Streaming data#
Xdas allows to stream data over any network using ZeroMQ. Xdas use the Publisher and Subscriber patterns meaning that on one node the data is published and that any number of subscribers can receive the data stream.
Streaming data with Xdas is done by simply dumping each chunk to NetCDF binaries and to send those as packets. This ensure that each packet is self described and that feature such as compression are available (which can be very helpful to minimize the used bandwidth).
Xdas implements the ZMQPublisher and ZMQSubscriber.Those object can respectively be used as a Writer and a Loader as described in the Processing larger-than-memory data section. Both are initialized by giving an network address. The publisher use the submit method to send packets while the subscriber is an infinite iterator that yields packets.

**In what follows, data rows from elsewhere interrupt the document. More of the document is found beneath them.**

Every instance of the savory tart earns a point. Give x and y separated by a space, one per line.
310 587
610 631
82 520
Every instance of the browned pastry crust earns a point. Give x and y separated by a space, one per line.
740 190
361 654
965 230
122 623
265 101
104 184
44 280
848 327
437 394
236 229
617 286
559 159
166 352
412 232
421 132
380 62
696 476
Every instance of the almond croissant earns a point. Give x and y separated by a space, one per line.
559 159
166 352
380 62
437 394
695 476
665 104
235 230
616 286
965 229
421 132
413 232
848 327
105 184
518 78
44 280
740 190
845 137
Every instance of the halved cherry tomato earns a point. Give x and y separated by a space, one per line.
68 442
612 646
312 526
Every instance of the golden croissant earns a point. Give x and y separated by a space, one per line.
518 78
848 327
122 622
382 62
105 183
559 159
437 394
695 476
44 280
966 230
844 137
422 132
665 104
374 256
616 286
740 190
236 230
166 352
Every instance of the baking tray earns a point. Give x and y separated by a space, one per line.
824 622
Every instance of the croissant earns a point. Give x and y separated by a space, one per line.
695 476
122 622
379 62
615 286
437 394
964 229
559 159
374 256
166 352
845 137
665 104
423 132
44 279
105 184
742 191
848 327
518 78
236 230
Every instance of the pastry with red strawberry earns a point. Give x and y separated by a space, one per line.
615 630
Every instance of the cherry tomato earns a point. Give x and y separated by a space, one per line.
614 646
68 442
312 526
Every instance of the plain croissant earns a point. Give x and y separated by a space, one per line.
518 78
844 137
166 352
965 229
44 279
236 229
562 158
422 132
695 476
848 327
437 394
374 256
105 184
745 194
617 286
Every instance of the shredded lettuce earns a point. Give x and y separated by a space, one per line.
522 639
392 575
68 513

In this section, we will mimic the use of several machine by using multithreading, where each thread is supposed to be a different machine. In real-life application, the publisher and subscriber are generally called in different machine or software.
Simple use case#
import threading
import time
import xdas as xd
from xdas.processing import ZMQPublisher, ZMQSubscriber
First we generate some data and split it into packets
da = xd.synthetics.dummy()
packets = xd.split(da, 5)
We then publish the packets on machine 1.
address = f"tcp://localhost:{xd.io.get_free_port()}"
publisher = ZMQPublisher(address)
def publish():
for packet in packets:
publisher.submit(packet)
# give a chance to the subscriber to connect in time and to get the last packet
time.sleep(0.1)
machine1 = threading.Thread(target=publish)
machine1.start()
Let’s receive the packets on machine 2.
subscriber = ZMQSubscriber(address)
packets = []
def subscribe():
for packet in subscriber:
packets.append(packet)
machine2 = threading.Thread(target=subscribe)
machine2.start()
Now we wait for machine 1 to finish sending its packet and see if everything went well.
machine1.join()
print(f"We received {len(packets)} packets!")
assert xd.concatenate(packets).equals(da)
We received 5 packets!
Using encoding#
To reduce the volume of the transmitted data, compression is often useful. Xdas enable the use of the ZFP algorithm when storing data but also when streaming it. Encoding is declared the same way.
import hdf5plugin
address = f"tcp://localhost:{xd.io.get_free_port()}"
encoding = {"chunks": (10, 10), **hdf5plugin.Zfp(accuracy=1e-6)}
publisher = ZMQPublisher(address, encoding) # Add encoding here, the rest is the same
Note
Xdas also implements the ZeroMQ protocol used by the OptoDAS interrogators by ASN. Equivalent ZMQPublisher and ZMQSubscriber can be found in xdas.io.asn. This can be useful get data in real-time from one instrument of that kind. Note that compression is not available with that protocol yet.